Another hard group to call. England haven’t played a strong side yet, and both France and Argentina have had unconvincing spells in both of their games. Tonga have beaten France before, and if France play like they did against the USA, it’s definitely possible. Likewise Argentina can’t slack off against the US – they look nowhere near as group as in 2015 and the USA will definitely think they have a shot at victory. The scores so far suggest Tonga should beat the US, but to be honest that game is a 50/50. The USA don’t look capable of maintaining their intensity over 80 minutes though, so I’ll back Tonga. On paper England should beat both France and Argentina comfortably on what we’ve seen so far. But expect both teams to raise their game against the side they most want to beat. Given the fact Argentina need to win to have any chance of exiting the group, that’s the match I am more worried about right now. But never rule France out.

Group Winner: England. Runner Up: France. 3rd: Argentina. 4th: Tonga. 5th: USA.

Group D: (Australia, Wales, Fiji, Georgia, Uruguay)

This group should already be settled – despite Uruguay’s shock victory over Fiji and Wales’ narrow takedown of Australia, its played out largely as expected. Uruguay won’t trouble Australia or Wales and Georgia lack the quality to test the Australians, so those matches will all be pretty one sided. The only question is where Fiji come. For them to come last would be shameful, so I imagine they will give their all against Georgia and Wales. Wales are probably too strong for a repeat of Fiji’s shock victory in 2007, so it’s all down to Fiji vs. Georgia.
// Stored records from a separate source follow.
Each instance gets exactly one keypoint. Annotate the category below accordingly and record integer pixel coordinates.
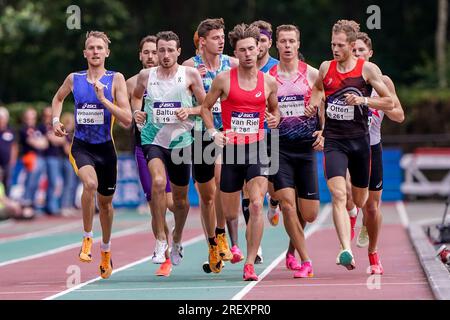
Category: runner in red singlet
(244, 92)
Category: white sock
(353, 212)
(105, 247)
(89, 234)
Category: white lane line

My money would be on Georgia, who are desperate to prove themselves worthy of being added to the Six Nations (they aren’t, but that dream seems to be spurring them on and they did draw the second half of their match with Wales).

Group Winner: Wales. Runner-up: Australia. 3rd: Georgia. 4th: Uruguay. 5th: Fiji.

If these predictions are right, the Quarter-finals would look like this…

England vs. Australia

New Zealand vs. Ireland

Wales vs. France

Japan vs. Italy

These look like four great match ups – and yes, while there’s a good chance Scotland and South Africa will be there instead of Japan and Italy, for the sake of variety, I hope the two underdogs can meet each other in the Quarters. It would be great for the sport, and more importantly, something we’ve never seen before.

I’ll do another round of predictions at the actual QF stage – hopefully we still have some great matches before then!